Sharing A Few Cookbooks

Since I'm in the midst of writing an epic post about buying pricey chef's knives and that massive studio art sale, I figured I would take a moment away from all the seriousness and talk about cookbooks for a moment. Some of the posts I get the best responses, with good reason, are the ones simply sharing recipes and cookbooks I've found. There are more than a few cookbooks out right now that I'm really excited to get, but I need to be forcibly restrained from buying these five this instant:

"Eat With Your Hands" by Zak Pelaccio (of Fatty Crab fame) is destined to be a classic of full-on southeast asian flavors. Maybe it's because I live near a Malaysian market, but this food sounds amazingly bold. I've cooked a couple of his Malaysian grill recipes that have been featured in Bon Appetit, and they have been killer. I've not even looked inside so I don't know how complex finding the ingrediants will be. Living a major metro area now, nothing is too hard to find, but having come from a small town in the Mid-West I totally understand how certain things might require epic mail-order to track down.

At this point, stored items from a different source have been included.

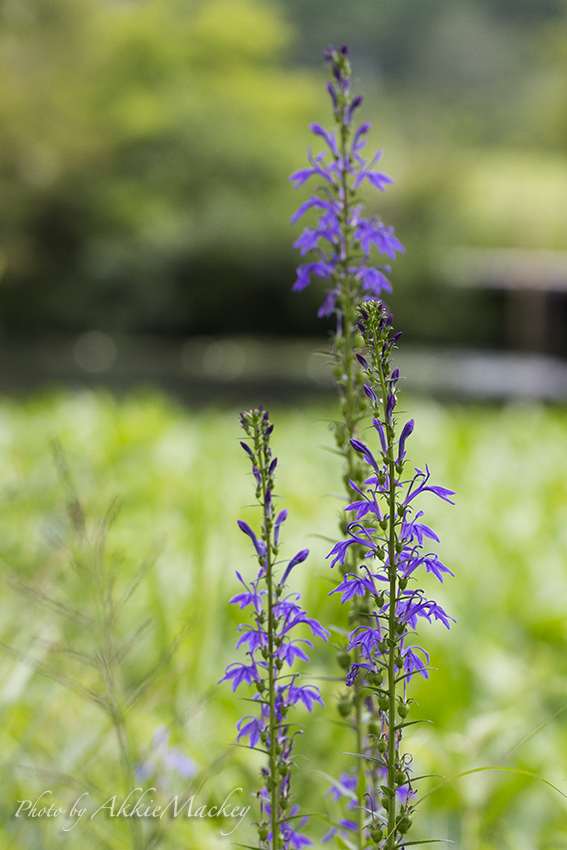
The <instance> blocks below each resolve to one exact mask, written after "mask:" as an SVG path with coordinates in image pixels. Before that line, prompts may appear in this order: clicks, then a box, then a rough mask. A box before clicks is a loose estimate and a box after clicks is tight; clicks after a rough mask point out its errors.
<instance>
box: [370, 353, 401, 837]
mask: <svg viewBox="0 0 567 850" xmlns="http://www.w3.org/2000/svg"><path fill="white" fill-rule="evenodd" d="M377 345H378V341H377V340H375V346H377ZM378 371H379V376H380V387H381V391H382V405H383V409H384V427H385V429H386V446H387V454H386V462H387V465H388V480H389V492H388V508H389V519H388V556H389V557H388V560H389V566H388V578H389V608H388V765H387V770H388V780H387V787H388V789H389V791H390V794H389V795H388V797H389V807H388V838H387V844H386V847H387V850H394V848H395V845H396V780H395V772H396V770H395V761H396V733H395V731H394V729H395V726H396V653H395V648H396V643H397V641H396V638H397V633H396V623H397V621H396V597H397V569H396V561H397V551H396V542H397V540H396V468H395V463H394V444H393V436H394V434H393V428H392V426H391V425H389V424H388V422H387V420H386V405H387V399H388V390H387V387H386V379H385V376H384V370H383V367H382V364H381V363H380V361H379V370H378Z"/></svg>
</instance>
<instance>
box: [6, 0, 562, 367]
mask: <svg viewBox="0 0 567 850" xmlns="http://www.w3.org/2000/svg"><path fill="white" fill-rule="evenodd" d="M329 42H332V43H336V44H340V43H343V42H347V43H349V45H350V47H351V50H352V58H353V67H354V79H355V87H356V89H357V90H359V91H361V92H363V94H364V96H365V103H364V105H363V109H362V112H361V113H360V114H361V117H362V118H364V119H365V120H368V119H370V120H372V121H373V124H374V127H373V131H372V135H371V145H372V146H373V147H374V146H375V147H378V146H380V147H382V148H383V149H384V158H383V164H384V168H385V170H386V171H387V172H389V173H390V174H391V175H392V176H393V177H394V179H395V181H396V183H395V185H394V186H392V187H390V188H389V189H388V191H387V193H386V194H385V195H384V196H382V195H380V194H379V193H377V192H374V193H373V194H370V193H369V195H368V198H367V201H368V208H369V210H370V211H371V212H378V213H379V214H381V215H382V216H383V218H384V220H385V221H386V222H387V223H389V224H390V223H391V224H393V225H394V226H395V228H396V231H397V233H398V234H399V236H400V238H401V239H402V241H403V242H404V244H405V245H406V247H407V254H406V256H405V257H403V258H401V259H399V260H398V261H397V263H396V270H395V273H394V282H395V290H396V291H395V295H393V296H392V299H391V303H392V307H393V309H395V312H396V315H397V318H398V324H399V326H401V327H402V329H403V330H404V332H405V334H406V339H407V340H408V341H415V342H422V343H423V342H424V343H437V344H449V345H456V344H460V345H469V346H477V347H478V346H481V347H483V346H484V347H486V346H489V347H492V348H502V347H504V346H505V345H506V344H507V337H506V327H505V318H504V313H505V309H506V307H505V296H504V295H503V294H502V293H501V292H500V293H499V292H487V291H486V290H483V291H479V290H470V289H469V290H466V289H461V290H459V289H456V288H454V287H451V285H450V284H451V282H452V281H451V279H450V276H449V279H448V275H447V271H446V259H447V255H448V254H449V252H450V251H451V249H452V248H454V247H455V246H470V247H477V248H479V247H485V248H522V249H531V250H538V249H541V250H545V249H547V250H566V249H567V237H566V235H565V219H566V213H567V208H566V201H565V198H566V197H567V192H566V189H567V160H566V151H567V123H566V121H565V102H566V99H567V91H566V79H567V77H566V70H567V4H566V3H565V2H564V0H451V2H448V0H348V2H344V0H286V1H285V2H284V1H283V0H280V2H277V0H81V2H80V3H77V2H74V0H3V1H2V4H1V7H0V126H1V128H2V140H3V142H2V146H1V151H0V188H1V191H0V257H1V259H2V265H3V269H4V274H3V277H2V282H1V284H0V327H1V328H2V329H3V331H4V332H5V333H10V332H12V333H17V332H19V333H25V332H28V333H30V332H35V331H38V330H41V331H44V332H47V331H56V330H57V331H68V332H79V331H84V330H89V329H98V330H103V331H109V332H129V333H135V332H137V333H140V332H146V333H148V332H150V333H155V334H160V335H168V334H169V335H171V334H178V335H185V336H187V335H192V334H196V333H198V334H227V333H228V334H234V333H263V334H275V335H283V334H291V335H295V336H298V335H305V334H307V335H314V334H323V333H324V332H325V330H326V326H325V325H324V324H322V323H321V322H320V321H318V320H317V319H316V318H315V307H316V305H317V304H318V303H319V300H320V297H321V293H320V292H317V291H315V290H316V287H313V288H312V289H313V291H311V289H310V290H308V291H307V292H306V293H304V295H303V296H302V297H301V298H297V297H294V296H292V295H291V294H290V291H289V290H290V287H291V284H292V283H293V280H294V265H295V263H296V262H297V257H296V256H294V252H292V250H291V248H290V245H291V242H292V240H293V238H294V236H297V235H298V233H299V226H296V228H295V229H292V228H290V227H289V225H288V222H289V216H290V214H291V212H292V211H293V210H294V208H295V207H296V206H297V205H298V204H299V202H300V200H301V199H302V198H303V197H304V194H300V193H294V191H293V190H292V188H291V186H290V184H288V183H287V182H286V178H287V176H288V175H289V173H290V172H292V171H293V170H295V169H297V168H298V167H301V165H302V164H303V163H304V161H305V151H306V148H307V145H308V144H311V143H312V142H313V138H312V137H311V134H310V133H309V131H308V123H309V122H310V121H313V120H320V121H323V122H327V123H329V121H330V115H329V105H328V103H327V99H328V98H327V95H326V92H325V90H324V80H325V74H326V70H325V68H324V67H323V61H322V50H323V49H324V47H326V46H327V44H328V43H329ZM302 191H305V192H306V191H307V189H305V190H302ZM564 307H565V304H564V297H557V298H556V303H554V304H553V314H554V321H555V325H556V326H557V330H556V331H555V332H554V339H553V340H552V342H551V343H550V347H551V350H552V353H556V354H565V353H567V347H566V346H567V343H566V342H565V337H566V334H565V333H564V331H565V327H564V325H565V322H564V318H565V317H564ZM548 348H549V346H548Z"/></svg>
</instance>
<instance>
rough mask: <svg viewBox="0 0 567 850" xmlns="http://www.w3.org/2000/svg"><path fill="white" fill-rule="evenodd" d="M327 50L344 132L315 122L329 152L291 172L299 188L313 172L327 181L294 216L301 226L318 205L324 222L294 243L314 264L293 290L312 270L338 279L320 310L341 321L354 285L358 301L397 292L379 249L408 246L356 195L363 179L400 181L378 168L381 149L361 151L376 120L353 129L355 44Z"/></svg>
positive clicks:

Next up is "Plenty" by Yotam Ottolenghi. Even though he and his partner are not vegetarians, I've found that I more significantly enjoy veggie cookbooks by non-vegetarian chefs. I bought this as a gift for someone last Christmas and paging through it I was floored by the incredibly vibrant Mediterranean and Middle Eastern food that was featured within. I first heard about this volume on NPR's amazing food program "Good Food." But you know me, always late to the party because I've got a million project going on.

On the same note, but much more challenging to the home-cook, the inimitable chef Alain Passard, who made waves by removing meat from his restaurant's menu, has released a small new volume called "The Art of Cooking with Vegetables." Even if it sounds deeply challenging, and is devoid of friendly photographs (though the idea of schematic paper mock-ups sounds fascinating to me as an artist), I dearly want to see and cook through what goes on in the head of one of the world's best chefs.

Reading the recent issue of Lucky Peach (#3) was a fascinating and weird experience. Leaving that larger conversation for later,  the magazine focused on the future of restaurants and amidst the doom and gloom and haute cuisine rhetoric, these two gents from Canada fgave one of the most insightful, level-headed and frankly intimate interviews featured in the issue. They impressed me so much in that interview that I want their restaurant's book, "The Art Of Living According To Joe Beef," even though I know nothing about it or the cuisine they serve.

Finally, a cookbook from of all publishers, McSweeney's? Yes. The book "Mission Street Food" which is simultaneously a cookbook and a statement of purpose from the San Francisco restaurant of the eponymous title. I love funky Chinese food, especially the pungent Szechwan varieties, and again, it was Bon Appetit that turned me on to this book. I don't know why, since it's not a magic magazine or anything, but Bon Appetit always seems to have some feature or another on the kind of food I enjoy cooking most in the kitchen, which is highly flavored and a bit unfussy.

I hope you've all enjoyed this delicious interlude — back to working on art projects!